NOTE: This is a single-section Summary & Analysis of the play No Exit. SparkNotes also offers a separate study guide to No Exit that offers three sections of Summary & Analysis as well as other useful study features.

Summary

Sartre published the play No Exit in 1944, just as World War II was reaching its end. The play details the interactions of three people, Garcin, Inez, and Estelle, who are confined within a room in hell. The drama essentially serves as a backdrop for an exploration of Sartre’s philosophical themes, notably the objectifying gaze of the other, self-deception, bad faith, and issues surrounding human freedom and responsibility.

The play begins with Garcin’s arrival in hell, which appears to be a drawing room. A valet shows Garcin around, pointing out a bell that Garcin can use to summon the valet if needed. The valet warns, however, that the bell does not always work. A woman named Inez soon arrives, and she thinks Garcin is a torturer. She says his mouth is grotesque. The valet eventually brings in another woman, Estelle, and says no one else will arrive. Estelle insults the appearance of the room.
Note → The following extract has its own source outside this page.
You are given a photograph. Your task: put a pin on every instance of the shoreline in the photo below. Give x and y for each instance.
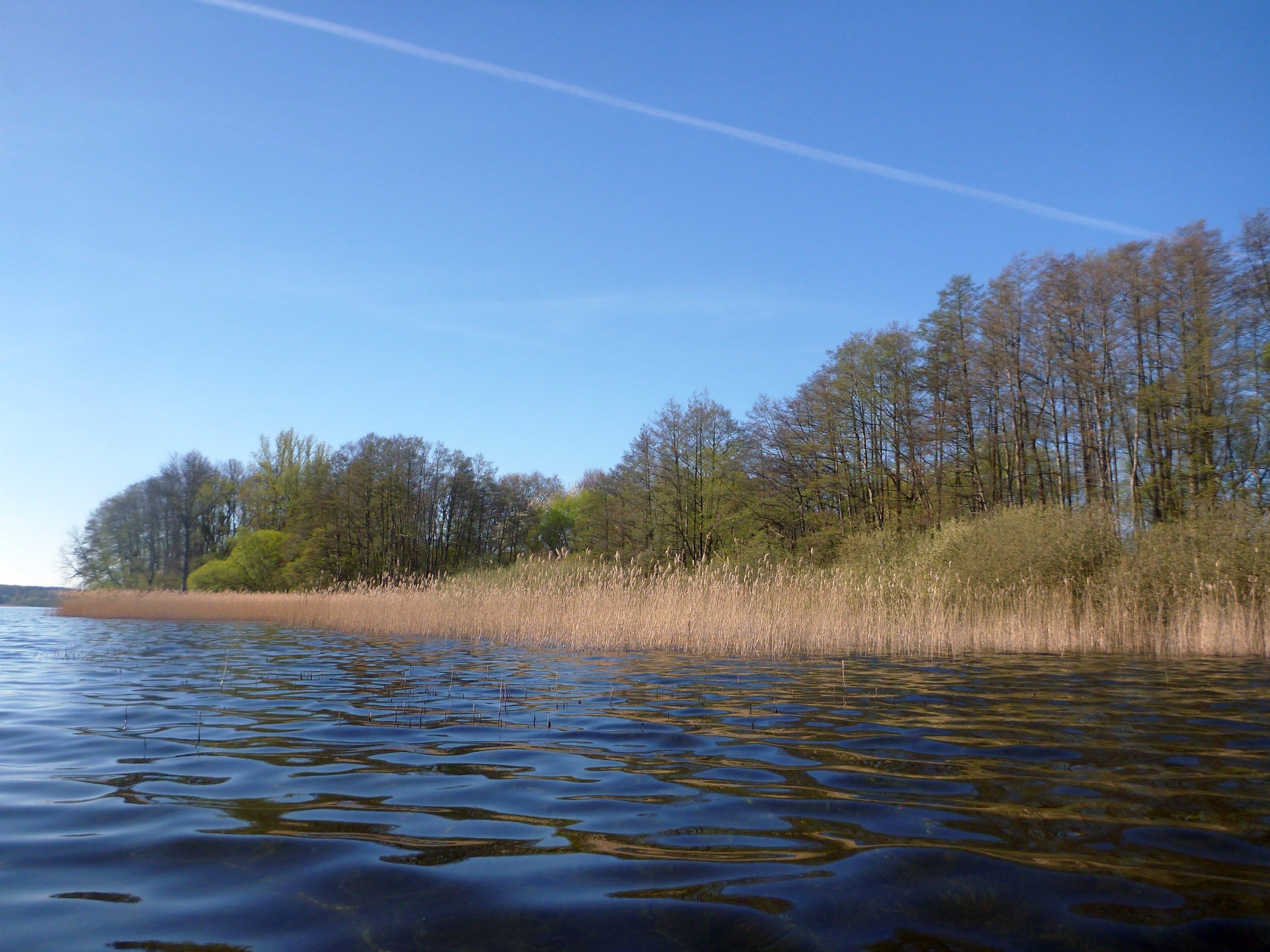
(704, 616)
Garcin, Inez, and Estelle discuss how and when they died, but they initially refuse to confess their crimes. They hint at what they did by describing the moral principles behind their actions but not revealing the actions themselves.
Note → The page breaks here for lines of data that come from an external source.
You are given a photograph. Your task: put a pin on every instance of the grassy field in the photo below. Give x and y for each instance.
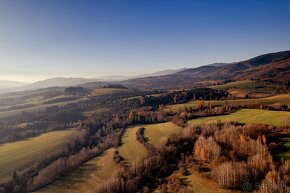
(86, 177)
(11, 113)
(246, 87)
(131, 149)
(283, 99)
(285, 154)
(199, 183)
(18, 155)
(104, 91)
(256, 116)
(157, 132)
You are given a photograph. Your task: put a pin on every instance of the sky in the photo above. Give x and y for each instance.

The three eventually realize that although there are no physical torments and no actual torturer in hell, they have been put together to torment each other. There are no mirrors in the room, so each of them is seen only by the other two, not by him or herself. They can neither avoid one another’s gaze nor escape one another’s judgment. They begin to tell the truths about themselves and what they did to be sent to hell: Garcin was executed by the army because he tried to leave the country without fighting, Inez was killed by a widow she taunted about the woman’s husband’s death, and Estelle threw her baby off a balcony.

The dynamics of the group become complex as each begin asking things of the others. Inez makes a sexual advance toward Estelle, who refuses her. Estelle expresses her desire to be with Garcin, and Garcin reciprocates. However, he stops short of kissing her and says he wants her trust. He asks Estelle if he was a coward for running from the army and expresses doubt about the rightness of his actions. He asks Estelle to have faith in him. Estelle says he loves him, and Garcin says they will climb out of hell. Inez warns Garcin that Estelle is lying. Garcin dismisses both women in disgust.

Garcin then approaches the door, searching for an escape. He rings the bell to summon the valet, but it doesn’t work. As he continues pounding on the door, Estelle begs him not to leave and says she’ll go with him.

The door swings open, and Inez taunts Garcin that he can now leave. However, he finds he doesn’t want to, and the women hesitate as well. Estelle tries to convince Inez to leave so she and Garcin can be alone, but Garcin says he will stay because of Inez. He wishes to convince her he is not a coward. Garcin pledges that he will not leave unless Inez pronounces her faith in him. She does not, and Garcin, unable to exercise his freedom, instead chooses imprisonment. He concludes, “Hell is—other people!”

Inez reminds the other two that she is dead and stabs herself repeatedly with a knife. The three laugh, realizing they’ll be in hell together forever.

Analysis

Both No Exit and The Flies, Sartre’s other dramatic work of the period, which was published and performed during the German occupation of Paris, endure today as essential examples of the artistic response to World War II. Many people argue that the room in hell, occupied by Garcin, Inez, and Estelle, is a metaphor for the Nazi occupation of Paris. Although this is an overly facile interpretation in many respects, without question the play was influenced by the political realities of the time. In Paris during the war, a strong and profound resistance, of which Sartre was a part, served as an ever-present antidote to German militarism. At least in that instance, the people demonstrated their collective will for freedom. The characters in No Exit, save Inez, have resigned themselves to an (after)life characterized by a lack of freedom and the ubiquitous presence of alienation and despair. As in many Sartrean narratives, beyond all the deep cynicism of human existence and human relations, there exists a small but potentially liberating seed of hope.

Aside from these common characteristics, the other essential philosophical theme exhibited in the play relates to the politics and psychology of the gaze of the other, or the ways people recognize one another and formulate identities. As Sartre details in Being and Nothingness, the other perceives the subject of its gaze as a being-in-itself, robbing it of the freedom to create its own essence. As such, the characters in the drama search for mirrors so that they might avoid the dehumanizing stare of the other. However, as they have come to view themselves as objects being perceived above all else, a mirror will only confirm the way the other sees them. The process of degradation is complete: no longer a being-for-itself, free to create himself or herself, each character instead can see only the essentialisms that have been imposed on them. Worse, as actors in a play, Garcin, Inez, and Estelle are subject not only to the objectifying gaze of one another but also to the unflinching stare of the audience. The famous conclusion to the play, “hell is—other people,” is certainly a misleading phrase if one takes it as the sum of Sartre’s view of the human condition. However, the play does highlight the cynical veneer of Sartre’s philosophy, as the characters wallow in an atmosphere of despair from which there is indeed no easy exit.